# What a mission....



## Viper_SA (16/3/15)

So.... Today I decided to try and find some PG in the Vaal Triangle. Went to 3 different Dischem's ( Vaal Mall, President Square and Three Rivers), two Clicks' Pharmacies and all 3 of the local pharmacies in town. Got looked at as if I was a druggy trying to score a hit. NO ONE knew what the hell I was talking about.
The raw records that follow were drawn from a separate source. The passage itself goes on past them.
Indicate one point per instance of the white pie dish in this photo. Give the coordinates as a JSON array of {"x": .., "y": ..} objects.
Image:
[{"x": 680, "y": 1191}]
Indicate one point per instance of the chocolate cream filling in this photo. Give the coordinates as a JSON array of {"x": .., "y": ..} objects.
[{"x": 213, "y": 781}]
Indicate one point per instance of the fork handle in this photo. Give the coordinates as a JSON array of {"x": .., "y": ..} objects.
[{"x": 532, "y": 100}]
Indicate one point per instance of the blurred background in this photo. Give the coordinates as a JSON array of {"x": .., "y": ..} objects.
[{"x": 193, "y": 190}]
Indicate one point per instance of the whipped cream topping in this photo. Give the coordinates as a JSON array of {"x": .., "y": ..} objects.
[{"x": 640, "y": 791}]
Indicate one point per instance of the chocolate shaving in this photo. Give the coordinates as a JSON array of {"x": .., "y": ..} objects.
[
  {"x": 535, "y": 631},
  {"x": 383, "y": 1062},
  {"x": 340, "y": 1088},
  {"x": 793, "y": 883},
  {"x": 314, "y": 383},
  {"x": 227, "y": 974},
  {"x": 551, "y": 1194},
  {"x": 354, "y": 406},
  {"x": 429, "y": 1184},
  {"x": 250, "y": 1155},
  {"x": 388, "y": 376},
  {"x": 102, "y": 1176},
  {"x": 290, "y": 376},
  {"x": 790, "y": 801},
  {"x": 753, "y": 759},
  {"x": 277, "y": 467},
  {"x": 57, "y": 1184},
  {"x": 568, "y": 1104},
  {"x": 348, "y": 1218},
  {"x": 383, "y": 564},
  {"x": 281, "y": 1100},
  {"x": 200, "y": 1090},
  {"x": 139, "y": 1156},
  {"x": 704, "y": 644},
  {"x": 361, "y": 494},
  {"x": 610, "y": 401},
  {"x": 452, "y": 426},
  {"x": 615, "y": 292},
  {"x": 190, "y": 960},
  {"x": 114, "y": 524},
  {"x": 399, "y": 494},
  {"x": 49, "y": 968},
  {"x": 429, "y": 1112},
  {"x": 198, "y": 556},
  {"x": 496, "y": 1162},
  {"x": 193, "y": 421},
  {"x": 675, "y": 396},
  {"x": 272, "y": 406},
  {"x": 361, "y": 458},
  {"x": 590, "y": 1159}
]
At the "elite" pharmacy in Sasolburg there was the usual Afrikaner omie in his khakis just hanging on the counter, talking sh...t and not really doing business. He schemed it was a good idea to interfere with my inquiry and reckoned me "THAT IS A CHEMICAL USED BY FACTORIES". I politely told him that he was thinking of diethylene glycol, which we also use as an anti-freeze in our big chiller units. He remained adamant and I ignored it. Then, the pharmacist didn't know what a tincture was when I explained that pharmacists use PG to make tinctures..... 
I kept getting answers in English, even though I spoke Afrikaans and they spoke Afrikaans among themselves. I guess if you have earrings and you're a "druggie" you have to be English   

Eventually even the pharmacist told me that they sell medicine, not chemicals. I "tried" to be polite and point out that ALL medicines are in fact, chemicals. Needless to say, I will never try to buy PG in the Vaal again! 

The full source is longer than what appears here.